La notizia della morte di Toni mi è arrivata mentre entravo in una mostra su Tim Burton. Poco dopo mi sono trovato davanti a un appunto manoscritto in cui Burton immaginava la prima scena di un film da fare: “muovendoci nella notte punteggiata da fiocchi di neve, entriamo da una finestra e vediamo, nel freddo e oscuro interno, diverse bellissime sculture di ghiaccio a forma di animale, e un paio di mani che lavorano forgiando il ghiaccio. Ma c’è una differenza rispetto alla mani che abitualmente vediamo: queste sono incredibilmente lunghe e affilate mani di forbice”. Ho sempre pensato che la favola di Edward Mani di Forbice parlasse di me, di noi tuttз; e mi è tornato in mente quella pagina in cui, facendo il bilancio della sua vita quattro anni fa, Toni riconosceva di aver passato una vita a cercare, senza esserci riuscito, come organizzare una resistenza al potere capace di sovvertire questo mondo. Lasciandoci incompiuti: come Edward.

Forse in questa incompiutezza starebbe l’essere stato “cattivo”, come maestro?

C’è un’affermazione di Toni che non ho mai smesso di ripensare, sin dalla sua prima lettura in una notte nella quale l’asma mi teneva sveglio, e poi annotata in una delle agende che mi cucivo a mano: “Il corpo è fragile. Ma può molto – riproduce la vita e riproduce il mondo. Il corpo è fragile – ma l’estrema povertà è una forza straordinaria”. Quella fragilità che Gerry Adams ha riconosciuto ed elogiato nel poeta e cantante irlandese Shane McGowan, alla sua commemorazione funebre, per aver celebrato con le sue canzoni il marginalizzatә, il poverә, l’esiliatә, l’underdog: quelle figure della povertà dalla cui parte Toni si è sempre schierato, e per le quali si è sempre battuto, fossero giuste o sbagliate le sue armi (per inciso, ma non per caso: l’Irlanda è un paese dove un Gerry Adams può parlare in una chiesa, davanti al presidente della Repubblica, da uomo libero e rispettato). E lo ha ringraziato anche per la sua intelligenza, la sua creatività, e anche la sua vulnerabilità. Molti anni dopo, in uno di quei gelidi centri sociali che frequentava per cercare nei discorsi comuni e nel comune la radice delle cose, come altri hanno già ricordato, Toni ci ricordava che “Spinoza ci insegna che la vulnerabilità è il principio del comune: ci si congiunge in ragione della propria fragilità”. In questo, soprattutto, Toni mi è stato Maestro: nell’avermi insegnato l’attenzione alla fragilità, all’inadeguatezza non come mancanza, ma come potenzialità. La potenza del povero che si incarna in Francesco d’Assisi, nella più attuale e inattuale delle pagine di Impero.

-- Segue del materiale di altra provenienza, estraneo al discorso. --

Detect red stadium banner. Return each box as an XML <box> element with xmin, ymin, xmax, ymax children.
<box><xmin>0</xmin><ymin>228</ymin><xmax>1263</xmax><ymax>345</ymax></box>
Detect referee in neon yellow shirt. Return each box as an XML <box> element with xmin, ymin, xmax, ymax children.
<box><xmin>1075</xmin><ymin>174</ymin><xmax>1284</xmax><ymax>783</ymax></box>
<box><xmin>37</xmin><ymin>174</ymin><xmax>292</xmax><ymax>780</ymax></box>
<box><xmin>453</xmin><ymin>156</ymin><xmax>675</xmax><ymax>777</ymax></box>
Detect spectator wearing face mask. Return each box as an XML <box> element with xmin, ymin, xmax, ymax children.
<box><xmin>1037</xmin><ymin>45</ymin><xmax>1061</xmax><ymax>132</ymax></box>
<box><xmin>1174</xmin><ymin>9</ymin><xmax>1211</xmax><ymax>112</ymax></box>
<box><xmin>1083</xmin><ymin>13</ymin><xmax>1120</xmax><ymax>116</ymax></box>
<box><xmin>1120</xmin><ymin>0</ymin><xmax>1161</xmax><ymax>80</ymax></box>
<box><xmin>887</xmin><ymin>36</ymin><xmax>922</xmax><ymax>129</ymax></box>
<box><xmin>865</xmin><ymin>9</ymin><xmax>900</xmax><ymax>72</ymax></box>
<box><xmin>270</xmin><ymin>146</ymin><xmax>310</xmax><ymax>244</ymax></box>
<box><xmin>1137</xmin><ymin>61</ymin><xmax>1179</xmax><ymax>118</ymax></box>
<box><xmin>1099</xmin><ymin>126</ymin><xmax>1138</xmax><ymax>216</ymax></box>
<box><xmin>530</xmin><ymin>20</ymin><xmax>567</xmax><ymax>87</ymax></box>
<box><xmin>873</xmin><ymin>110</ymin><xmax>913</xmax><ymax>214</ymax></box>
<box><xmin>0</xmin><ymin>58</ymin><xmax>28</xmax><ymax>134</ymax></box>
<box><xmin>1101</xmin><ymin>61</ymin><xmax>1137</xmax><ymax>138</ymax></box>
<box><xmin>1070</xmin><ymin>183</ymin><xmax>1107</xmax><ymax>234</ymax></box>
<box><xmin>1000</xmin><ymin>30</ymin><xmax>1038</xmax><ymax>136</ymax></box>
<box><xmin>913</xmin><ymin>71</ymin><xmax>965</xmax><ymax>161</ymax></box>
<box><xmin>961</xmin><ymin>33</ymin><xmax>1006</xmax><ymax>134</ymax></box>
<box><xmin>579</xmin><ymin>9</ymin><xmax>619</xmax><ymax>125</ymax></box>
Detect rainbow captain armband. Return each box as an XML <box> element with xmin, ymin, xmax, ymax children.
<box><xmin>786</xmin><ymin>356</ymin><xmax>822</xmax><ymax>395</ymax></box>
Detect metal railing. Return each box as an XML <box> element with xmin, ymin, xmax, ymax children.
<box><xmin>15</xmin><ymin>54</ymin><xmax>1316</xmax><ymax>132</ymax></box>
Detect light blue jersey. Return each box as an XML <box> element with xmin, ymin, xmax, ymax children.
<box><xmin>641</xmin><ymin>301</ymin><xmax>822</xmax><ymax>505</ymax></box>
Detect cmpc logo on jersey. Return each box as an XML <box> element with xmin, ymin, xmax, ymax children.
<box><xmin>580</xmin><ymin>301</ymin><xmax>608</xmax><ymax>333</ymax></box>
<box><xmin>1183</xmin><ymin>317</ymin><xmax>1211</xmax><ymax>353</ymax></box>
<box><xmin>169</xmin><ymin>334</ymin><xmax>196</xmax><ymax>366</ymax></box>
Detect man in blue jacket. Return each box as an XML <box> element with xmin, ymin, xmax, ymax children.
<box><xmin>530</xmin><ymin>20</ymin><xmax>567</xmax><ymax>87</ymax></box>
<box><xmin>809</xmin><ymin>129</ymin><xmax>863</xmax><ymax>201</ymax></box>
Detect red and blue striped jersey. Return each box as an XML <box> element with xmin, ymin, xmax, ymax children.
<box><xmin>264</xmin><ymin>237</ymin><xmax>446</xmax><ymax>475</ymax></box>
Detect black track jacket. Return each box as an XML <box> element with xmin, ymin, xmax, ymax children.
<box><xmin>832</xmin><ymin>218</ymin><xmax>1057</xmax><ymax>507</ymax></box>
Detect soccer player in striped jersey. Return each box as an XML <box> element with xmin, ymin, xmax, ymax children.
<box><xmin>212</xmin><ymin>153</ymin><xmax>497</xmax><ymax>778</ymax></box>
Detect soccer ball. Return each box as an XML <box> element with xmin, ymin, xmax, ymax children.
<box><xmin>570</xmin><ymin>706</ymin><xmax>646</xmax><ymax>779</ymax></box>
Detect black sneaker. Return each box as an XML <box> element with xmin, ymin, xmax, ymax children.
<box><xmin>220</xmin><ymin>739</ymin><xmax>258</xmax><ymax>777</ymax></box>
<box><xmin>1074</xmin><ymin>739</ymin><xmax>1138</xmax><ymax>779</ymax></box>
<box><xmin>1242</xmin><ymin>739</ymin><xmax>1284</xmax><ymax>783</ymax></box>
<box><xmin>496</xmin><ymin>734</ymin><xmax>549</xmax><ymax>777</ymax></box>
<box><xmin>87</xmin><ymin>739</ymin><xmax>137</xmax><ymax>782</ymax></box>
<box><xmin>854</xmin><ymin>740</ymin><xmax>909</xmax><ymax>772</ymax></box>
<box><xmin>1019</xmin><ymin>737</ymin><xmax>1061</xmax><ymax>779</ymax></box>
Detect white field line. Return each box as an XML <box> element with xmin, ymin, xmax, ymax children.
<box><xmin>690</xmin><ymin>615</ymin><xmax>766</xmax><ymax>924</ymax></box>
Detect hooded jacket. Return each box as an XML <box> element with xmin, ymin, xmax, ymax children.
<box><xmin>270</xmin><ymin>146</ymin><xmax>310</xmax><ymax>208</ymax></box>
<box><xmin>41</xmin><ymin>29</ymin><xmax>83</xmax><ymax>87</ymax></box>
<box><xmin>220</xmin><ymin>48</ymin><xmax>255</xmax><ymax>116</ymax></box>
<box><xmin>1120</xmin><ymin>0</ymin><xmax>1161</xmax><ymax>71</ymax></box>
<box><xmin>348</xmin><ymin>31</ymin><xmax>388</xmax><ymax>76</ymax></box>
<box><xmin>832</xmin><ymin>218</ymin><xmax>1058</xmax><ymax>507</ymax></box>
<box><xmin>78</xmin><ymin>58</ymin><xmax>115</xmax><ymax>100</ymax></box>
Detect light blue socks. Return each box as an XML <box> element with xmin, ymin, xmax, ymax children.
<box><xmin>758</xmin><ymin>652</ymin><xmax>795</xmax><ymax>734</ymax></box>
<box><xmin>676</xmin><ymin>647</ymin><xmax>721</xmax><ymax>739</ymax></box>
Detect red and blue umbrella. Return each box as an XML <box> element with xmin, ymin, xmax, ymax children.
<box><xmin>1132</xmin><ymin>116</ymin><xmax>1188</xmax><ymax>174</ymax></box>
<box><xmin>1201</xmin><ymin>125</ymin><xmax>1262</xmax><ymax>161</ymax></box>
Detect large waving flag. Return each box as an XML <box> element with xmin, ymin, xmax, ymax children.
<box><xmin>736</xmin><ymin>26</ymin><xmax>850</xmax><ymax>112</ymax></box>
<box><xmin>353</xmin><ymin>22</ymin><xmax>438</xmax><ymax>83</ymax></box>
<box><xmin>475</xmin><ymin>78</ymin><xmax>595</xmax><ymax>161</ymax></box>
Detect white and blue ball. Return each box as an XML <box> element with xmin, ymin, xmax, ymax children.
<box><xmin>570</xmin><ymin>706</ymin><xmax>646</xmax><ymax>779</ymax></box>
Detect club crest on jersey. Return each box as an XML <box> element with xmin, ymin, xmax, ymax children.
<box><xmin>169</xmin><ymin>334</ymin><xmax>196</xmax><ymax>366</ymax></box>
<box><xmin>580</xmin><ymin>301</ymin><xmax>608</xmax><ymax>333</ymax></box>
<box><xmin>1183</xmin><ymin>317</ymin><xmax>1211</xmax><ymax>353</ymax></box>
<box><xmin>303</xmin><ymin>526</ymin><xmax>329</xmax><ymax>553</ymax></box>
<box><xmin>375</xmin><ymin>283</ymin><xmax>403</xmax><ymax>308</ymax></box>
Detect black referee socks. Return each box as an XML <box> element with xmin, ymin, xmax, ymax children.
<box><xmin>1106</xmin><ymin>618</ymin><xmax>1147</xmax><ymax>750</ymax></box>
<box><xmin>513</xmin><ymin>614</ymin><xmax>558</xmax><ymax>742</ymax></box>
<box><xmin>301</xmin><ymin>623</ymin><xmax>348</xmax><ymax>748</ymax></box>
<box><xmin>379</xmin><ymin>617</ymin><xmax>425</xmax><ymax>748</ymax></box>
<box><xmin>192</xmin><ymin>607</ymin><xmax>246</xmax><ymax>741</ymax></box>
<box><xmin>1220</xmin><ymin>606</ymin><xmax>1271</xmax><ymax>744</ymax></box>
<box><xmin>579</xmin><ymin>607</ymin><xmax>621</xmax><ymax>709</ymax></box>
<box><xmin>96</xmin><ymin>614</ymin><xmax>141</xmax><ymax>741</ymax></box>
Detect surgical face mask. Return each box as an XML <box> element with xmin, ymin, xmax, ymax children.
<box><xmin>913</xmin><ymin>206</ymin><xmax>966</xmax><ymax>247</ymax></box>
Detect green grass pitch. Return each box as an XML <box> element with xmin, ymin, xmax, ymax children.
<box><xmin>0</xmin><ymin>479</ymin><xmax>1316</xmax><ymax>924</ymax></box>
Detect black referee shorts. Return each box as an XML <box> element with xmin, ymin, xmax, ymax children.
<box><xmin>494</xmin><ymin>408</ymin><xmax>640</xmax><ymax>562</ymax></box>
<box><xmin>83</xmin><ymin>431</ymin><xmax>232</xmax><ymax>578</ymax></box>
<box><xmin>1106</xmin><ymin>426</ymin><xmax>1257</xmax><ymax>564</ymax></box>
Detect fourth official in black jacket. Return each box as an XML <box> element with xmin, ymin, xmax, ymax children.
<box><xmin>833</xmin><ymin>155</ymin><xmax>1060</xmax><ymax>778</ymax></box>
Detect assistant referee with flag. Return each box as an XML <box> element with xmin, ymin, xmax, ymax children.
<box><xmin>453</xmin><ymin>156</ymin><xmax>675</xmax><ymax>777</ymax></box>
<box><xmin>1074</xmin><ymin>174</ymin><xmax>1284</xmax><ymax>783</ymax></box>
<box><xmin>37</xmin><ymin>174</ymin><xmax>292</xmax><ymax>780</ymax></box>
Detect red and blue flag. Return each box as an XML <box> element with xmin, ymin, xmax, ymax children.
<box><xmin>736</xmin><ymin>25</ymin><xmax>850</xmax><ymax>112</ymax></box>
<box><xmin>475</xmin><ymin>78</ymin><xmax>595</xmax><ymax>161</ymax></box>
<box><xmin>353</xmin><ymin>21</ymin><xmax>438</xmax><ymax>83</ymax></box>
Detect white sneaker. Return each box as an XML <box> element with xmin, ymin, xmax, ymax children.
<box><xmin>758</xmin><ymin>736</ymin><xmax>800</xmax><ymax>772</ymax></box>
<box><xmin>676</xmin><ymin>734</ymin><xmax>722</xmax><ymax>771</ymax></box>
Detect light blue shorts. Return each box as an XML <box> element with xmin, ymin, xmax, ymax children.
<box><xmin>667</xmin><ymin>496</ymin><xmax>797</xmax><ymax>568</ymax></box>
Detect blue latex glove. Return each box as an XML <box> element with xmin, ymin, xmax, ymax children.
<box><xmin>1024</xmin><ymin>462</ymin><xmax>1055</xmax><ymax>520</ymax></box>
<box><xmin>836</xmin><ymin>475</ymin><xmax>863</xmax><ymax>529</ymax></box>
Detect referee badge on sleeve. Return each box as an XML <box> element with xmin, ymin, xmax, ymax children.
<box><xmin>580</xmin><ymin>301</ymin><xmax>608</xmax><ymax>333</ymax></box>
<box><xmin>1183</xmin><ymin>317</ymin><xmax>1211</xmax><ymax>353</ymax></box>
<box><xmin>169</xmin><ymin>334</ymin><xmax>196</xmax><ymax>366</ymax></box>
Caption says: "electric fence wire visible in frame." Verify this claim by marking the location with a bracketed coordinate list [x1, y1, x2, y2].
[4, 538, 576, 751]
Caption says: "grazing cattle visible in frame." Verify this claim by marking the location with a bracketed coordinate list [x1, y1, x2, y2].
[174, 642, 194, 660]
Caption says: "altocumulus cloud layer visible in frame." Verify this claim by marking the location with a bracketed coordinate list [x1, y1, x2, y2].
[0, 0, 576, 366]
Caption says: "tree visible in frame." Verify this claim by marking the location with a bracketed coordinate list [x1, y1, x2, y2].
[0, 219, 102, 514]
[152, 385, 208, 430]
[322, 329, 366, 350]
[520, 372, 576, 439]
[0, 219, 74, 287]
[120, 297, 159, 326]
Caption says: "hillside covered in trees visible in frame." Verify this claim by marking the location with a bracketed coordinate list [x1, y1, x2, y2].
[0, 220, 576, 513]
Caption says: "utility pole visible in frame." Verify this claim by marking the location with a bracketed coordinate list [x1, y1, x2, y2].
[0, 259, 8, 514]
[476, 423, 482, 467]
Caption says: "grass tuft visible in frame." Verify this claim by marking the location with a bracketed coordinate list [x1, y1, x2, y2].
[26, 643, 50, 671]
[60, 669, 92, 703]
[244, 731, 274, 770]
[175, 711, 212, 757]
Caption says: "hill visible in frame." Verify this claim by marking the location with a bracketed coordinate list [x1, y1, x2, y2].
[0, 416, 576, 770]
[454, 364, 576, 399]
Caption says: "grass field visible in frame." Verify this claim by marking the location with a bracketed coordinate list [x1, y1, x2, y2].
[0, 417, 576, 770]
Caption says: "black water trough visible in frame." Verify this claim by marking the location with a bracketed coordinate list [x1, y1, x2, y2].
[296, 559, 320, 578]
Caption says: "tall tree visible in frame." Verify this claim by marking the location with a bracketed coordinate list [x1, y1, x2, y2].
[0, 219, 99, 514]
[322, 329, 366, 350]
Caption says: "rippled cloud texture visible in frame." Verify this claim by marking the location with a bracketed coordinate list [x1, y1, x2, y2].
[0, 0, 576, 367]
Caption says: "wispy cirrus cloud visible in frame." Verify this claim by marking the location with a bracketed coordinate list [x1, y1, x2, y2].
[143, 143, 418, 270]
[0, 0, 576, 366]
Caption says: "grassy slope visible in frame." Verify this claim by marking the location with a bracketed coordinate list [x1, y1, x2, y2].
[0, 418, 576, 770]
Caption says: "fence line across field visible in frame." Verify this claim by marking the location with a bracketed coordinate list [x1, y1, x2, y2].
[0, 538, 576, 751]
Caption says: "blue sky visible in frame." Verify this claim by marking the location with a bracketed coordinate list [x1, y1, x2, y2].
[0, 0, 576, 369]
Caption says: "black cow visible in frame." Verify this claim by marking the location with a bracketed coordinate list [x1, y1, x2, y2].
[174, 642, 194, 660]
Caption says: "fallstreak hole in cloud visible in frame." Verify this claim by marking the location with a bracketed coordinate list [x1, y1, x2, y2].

È per questo che, tornando alla potente metafora di Tim Burton, siamo tuttз noi Edward: forgiati da un Maestro che non ha finito l’opera e ci ha lasciatз fragili e incompletз. Sta a noi usare le forbici come fossero mani. Tagliuzzare e costruire, e andare avanti. Chi ha compagnз non morirà: perché si resta compagnз nel sogno di una cosa da realizzare.